Sookie Stackhouse has proven to be so popular that Alan Ball, creator of the HBO television series Six Feet Under, announced he would undertake the production of a new HBO series based upon the  books  He wrote and directed the pilot episode for that series, True Blood, which premiered in September of 2008.

In October 2005, the first of Harris’s new mystery series about a young woman named Harper Connelly debuted with the release of Grave Sight. Harper has the ability to determine the cause of death of any body.

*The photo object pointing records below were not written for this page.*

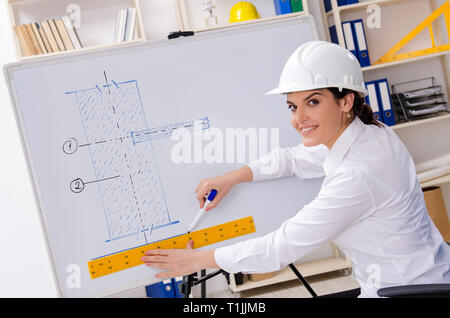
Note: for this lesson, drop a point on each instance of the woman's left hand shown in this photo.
(179, 262)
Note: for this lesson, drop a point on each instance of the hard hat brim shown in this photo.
(362, 91)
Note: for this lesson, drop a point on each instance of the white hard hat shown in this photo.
(319, 64)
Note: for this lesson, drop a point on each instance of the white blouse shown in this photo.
(370, 205)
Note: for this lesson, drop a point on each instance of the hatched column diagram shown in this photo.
(123, 158)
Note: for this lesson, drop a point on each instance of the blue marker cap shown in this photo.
(212, 195)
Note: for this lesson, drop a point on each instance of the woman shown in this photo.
(370, 203)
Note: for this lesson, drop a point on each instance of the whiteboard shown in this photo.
(94, 127)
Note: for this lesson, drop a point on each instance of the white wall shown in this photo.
(24, 265)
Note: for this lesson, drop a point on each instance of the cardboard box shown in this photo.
(437, 211)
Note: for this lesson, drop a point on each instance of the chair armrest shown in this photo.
(427, 290)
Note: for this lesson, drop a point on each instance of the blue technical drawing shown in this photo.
(116, 128)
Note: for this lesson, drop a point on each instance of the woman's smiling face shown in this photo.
(318, 117)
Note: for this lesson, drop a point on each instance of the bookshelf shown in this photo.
(428, 130)
(97, 21)
(155, 19)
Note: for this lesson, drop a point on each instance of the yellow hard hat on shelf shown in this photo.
(243, 11)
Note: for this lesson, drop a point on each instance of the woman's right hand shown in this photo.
(222, 184)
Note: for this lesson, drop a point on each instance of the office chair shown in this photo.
(416, 291)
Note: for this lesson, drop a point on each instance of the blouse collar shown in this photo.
(342, 145)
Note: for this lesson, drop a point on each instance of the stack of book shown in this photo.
(52, 35)
(125, 25)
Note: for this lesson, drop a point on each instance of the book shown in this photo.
(44, 38)
(130, 24)
(26, 46)
(37, 49)
(35, 28)
(49, 34)
(64, 35)
(72, 32)
(56, 34)
(121, 25)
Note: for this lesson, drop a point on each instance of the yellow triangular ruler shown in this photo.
(391, 55)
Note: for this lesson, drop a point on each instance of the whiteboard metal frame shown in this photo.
(79, 55)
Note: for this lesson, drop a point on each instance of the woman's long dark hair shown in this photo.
(360, 108)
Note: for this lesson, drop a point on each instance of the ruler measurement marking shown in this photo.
(126, 259)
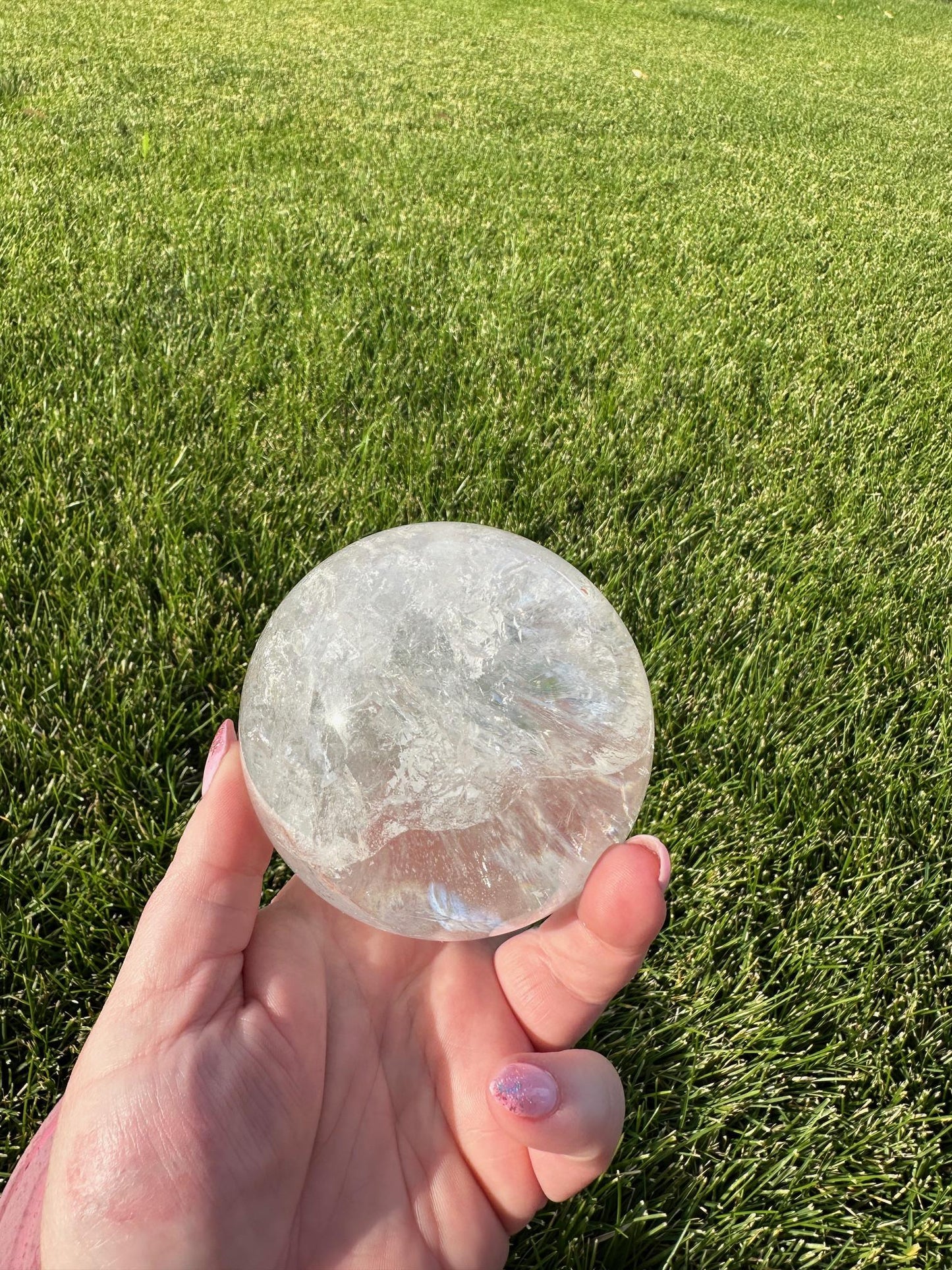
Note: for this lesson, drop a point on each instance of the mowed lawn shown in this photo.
(664, 286)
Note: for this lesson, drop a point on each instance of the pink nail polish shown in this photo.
(526, 1090)
(224, 739)
(664, 860)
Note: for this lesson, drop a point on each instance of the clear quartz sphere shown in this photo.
(443, 727)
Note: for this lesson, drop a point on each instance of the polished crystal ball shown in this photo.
(443, 727)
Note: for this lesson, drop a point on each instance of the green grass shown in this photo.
(276, 276)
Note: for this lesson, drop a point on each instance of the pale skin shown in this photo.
(286, 1089)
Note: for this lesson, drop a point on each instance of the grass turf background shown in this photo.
(277, 276)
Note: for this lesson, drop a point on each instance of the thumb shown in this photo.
(568, 1108)
(201, 916)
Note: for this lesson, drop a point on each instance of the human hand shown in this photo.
(286, 1087)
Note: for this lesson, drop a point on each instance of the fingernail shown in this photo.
(526, 1090)
(224, 741)
(664, 860)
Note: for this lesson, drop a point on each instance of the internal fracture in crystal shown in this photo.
(443, 727)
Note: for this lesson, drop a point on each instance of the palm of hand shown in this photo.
(285, 1087)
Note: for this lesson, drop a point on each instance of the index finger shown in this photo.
(559, 977)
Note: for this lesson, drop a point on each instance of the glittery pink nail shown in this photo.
(224, 739)
(526, 1090)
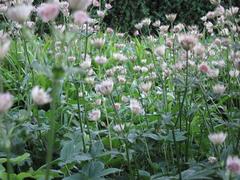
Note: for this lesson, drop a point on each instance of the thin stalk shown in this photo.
(54, 116)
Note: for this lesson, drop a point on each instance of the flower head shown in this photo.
(217, 138)
(105, 87)
(136, 107)
(19, 13)
(40, 97)
(6, 102)
(219, 89)
(233, 164)
(94, 115)
(81, 17)
(188, 41)
(80, 4)
(4, 44)
(48, 11)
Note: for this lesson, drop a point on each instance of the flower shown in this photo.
(98, 42)
(188, 41)
(160, 51)
(94, 115)
(119, 127)
(101, 13)
(171, 17)
(81, 17)
(100, 59)
(203, 68)
(40, 97)
(233, 164)
(4, 44)
(215, 2)
(80, 4)
(145, 87)
(6, 102)
(217, 138)
(234, 73)
(86, 64)
(48, 11)
(212, 159)
(108, 6)
(219, 89)
(136, 107)
(19, 13)
(199, 50)
(120, 57)
(105, 87)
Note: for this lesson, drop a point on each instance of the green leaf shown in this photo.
(109, 171)
(20, 159)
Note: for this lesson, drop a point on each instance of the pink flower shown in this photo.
(96, 3)
(6, 102)
(48, 11)
(233, 164)
(80, 4)
(203, 68)
(81, 17)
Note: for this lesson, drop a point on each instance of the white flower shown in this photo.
(234, 73)
(105, 87)
(4, 45)
(19, 13)
(217, 138)
(145, 87)
(79, 4)
(6, 102)
(219, 89)
(188, 41)
(100, 59)
(40, 97)
(233, 164)
(136, 107)
(94, 115)
(120, 57)
(160, 51)
(119, 127)
(86, 64)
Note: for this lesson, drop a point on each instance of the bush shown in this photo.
(126, 13)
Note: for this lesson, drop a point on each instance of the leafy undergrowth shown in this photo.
(95, 104)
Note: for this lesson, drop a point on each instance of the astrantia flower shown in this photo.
(80, 4)
(215, 2)
(234, 73)
(100, 13)
(171, 17)
(145, 87)
(120, 57)
(188, 41)
(100, 59)
(94, 115)
(199, 50)
(6, 102)
(48, 11)
(19, 13)
(40, 97)
(233, 164)
(136, 107)
(160, 51)
(219, 89)
(4, 44)
(203, 68)
(119, 127)
(105, 87)
(217, 138)
(98, 42)
(81, 17)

After four novels, this series is on hiatus.

Now Harris is working on a trilogy of graphic novels with Christopher Golden and artist Don Kramer, “Cemetery Girl.” On her own she is writing a new series set in the small town of Midnight, Texas.

Harris has also co-edited a series of very popular anthologies with her friend Toni L.P. Kelner, aka Leigh Perry. The anthologies feature stories with an element of the supernatural, and the submissions come from a rare mixture of mystery and urban fantasy writers.

Professionally, Harris is a member of the Mystery Writers of America, the American Crime Writers League, Sisters in Crime, and the International Crime Writers Association. She is a past member of the boards of Sisters in Crime and MWA, and she has served as president of the MWA. She is also a member of Science Fiction Writers of America, Horror Writers Association, and Romance Writers of America, just to make sure she’s covered.

Personally, Harris has been married for many years. She mother of three wonderful children and the grandmother of two. She lives in central Texas, and when she is not writing her own books, she reads omnivorously. Her house is full of rescue dogs.



1 comment:

  1. This is my first time seeing a review for Midnight Crossroad. I love when murder mysteries have reveals that are genuinely surprising. Sorry the rest wasn't more entertaining. I'm not sure whether I'm going to read this one or not.